PyCUDA strange error cuLaunchKernel failed: invalid value

Question

The basic problem here is the size of test inside your kernel. As you have written it, every thread requires 1228800 bytes of local memory. The runtime must reserve that memory for every thread - so your code would require 750Mb of free memory to allocate for local memory on the device to support the 640 threads per block you are trying to launch. My guess is that your device doesn't have that amount of free memory.

The reason why the code you have shown works without the if statement is down to compiler optimisation - in that case test isn't actually used for anything and the compiler simply removes it from the code, which eliminates the huge local memory footprint of the kernel and allows it to run. When you uncomment the if statement, test determines the state of a global memory write, thus the compiler cannot optimise it away and the kernel requires a large amount local memory to run.

This is the compiler output I see with the kernel code as you posted it:

> nvcc -arch=sm_21 -Xptxas="-v" -m32 -c wnkr_py.cu
wnkr_py.cu
wnkr_py.cu(7): warning: variable "test" was set but never used

tmpxft_00000394_00000000-5_wnkr_py.cudafe1.gpu
tmpxft_00000394_00000000-10_wnkr_py.cudafe2.gpu
wnkr_py.cu
wnkr_py.cu(7): warning: variable "test" was set but never used

ptxas : info : 0 bytes gmem
ptxas : info : Compiling entry function '_Z6totaalPi' for 'sm_21'
ptxas : info : Function properties for _Z6totaalPi
    0 bytes stack frame, 0 bytes spill stores, 0 bytes spill loads
ptxas : info : Used 8 registers, 36 bytes cmem[0], 4 bytes cmem[16]
tmpxft_00000394_00000000-5_wnkr_py.cudafe1.cpp
tmpxft_00000394_00000000-15_wnkr_py.ii

Note the compiler warning and the stack frame size.

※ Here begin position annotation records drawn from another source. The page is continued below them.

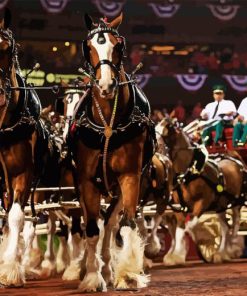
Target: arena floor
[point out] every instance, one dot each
(195, 278)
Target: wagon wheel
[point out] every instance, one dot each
(208, 237)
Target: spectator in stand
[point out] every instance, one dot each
(222, 111)
(196, 112)
(179, 112)
(240, 127)
(136, 55)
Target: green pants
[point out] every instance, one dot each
(239, 133)
(206, 134)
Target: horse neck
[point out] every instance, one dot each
(14, 83)
(106, 106)
(181, 154)
(13, 100)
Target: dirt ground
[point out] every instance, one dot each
(195, 278)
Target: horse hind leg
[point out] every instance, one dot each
(62, 258)
(178, 251)
(48, 265)
(76, 245)
(153, 243)
(221, 255)
(129, 264)
(12, 272)
(28, 260)
(108, 249)
(235, 244)
(93, 280)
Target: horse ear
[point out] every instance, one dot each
(7, 18)
(116, 22)
(88, 21)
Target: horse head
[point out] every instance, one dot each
(103, 51)
(7, 50)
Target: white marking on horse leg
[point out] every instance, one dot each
(153, 243)
(235, 243)
(129, 261)
(107, 245)
(190, 227)
(62, 260)
(179, 254)
(77, 249)
(28, 236)
(221, 254)
(49, 264)
(93, 280)
(11, 271)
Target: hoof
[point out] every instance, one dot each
(32, 274)
(93, 282)
(72, 272)
(221, 257)
(107, 275)
(147, 263)
(153, 247)
(12, 275)
(131, 282)
(173, 259)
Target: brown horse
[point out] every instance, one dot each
(201, 184)
(18, 138)
(112, 143)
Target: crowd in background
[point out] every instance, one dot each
(184, 115)
(204, 60)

With the if statement active:

>nvcc -arch=sm_21 -Xptxas="-v" -m32 -c wnkr_py.cu
wnkr_py.cu
tmpxft_000017c8_00000000-5_wnkr_py.cudafe1.gpu
tmpxft_000017c8_00000000-10_wnkr_py.cudafe2.gpu
wnkr_py.cu
ptxas : info : 0 bytes gmem
ptxas : info : Compiling entry function '_Z6totaalPi' for 'sm_21'
ptxas : info : Function properties for _Z6totaalPi
    1228800 bytes stack frame, 0 bytes spill stores, 0 bytes spill loads
ptxas : info : Used 7 registers, 36 bytes cmem[0]
tmpxft_000017c8_00000000-5_wnkr_py.cudafe1.cpp
tmpxft_000017c8_00000000-15_wnkr_py.ii

Note the stack frame size changes to 1228800 bytes per thread.

My quick reading of the code suggests that test doesn't need to be anything like as large as you have defined it for the code to run, but I leave the required size as an exercise to the reader....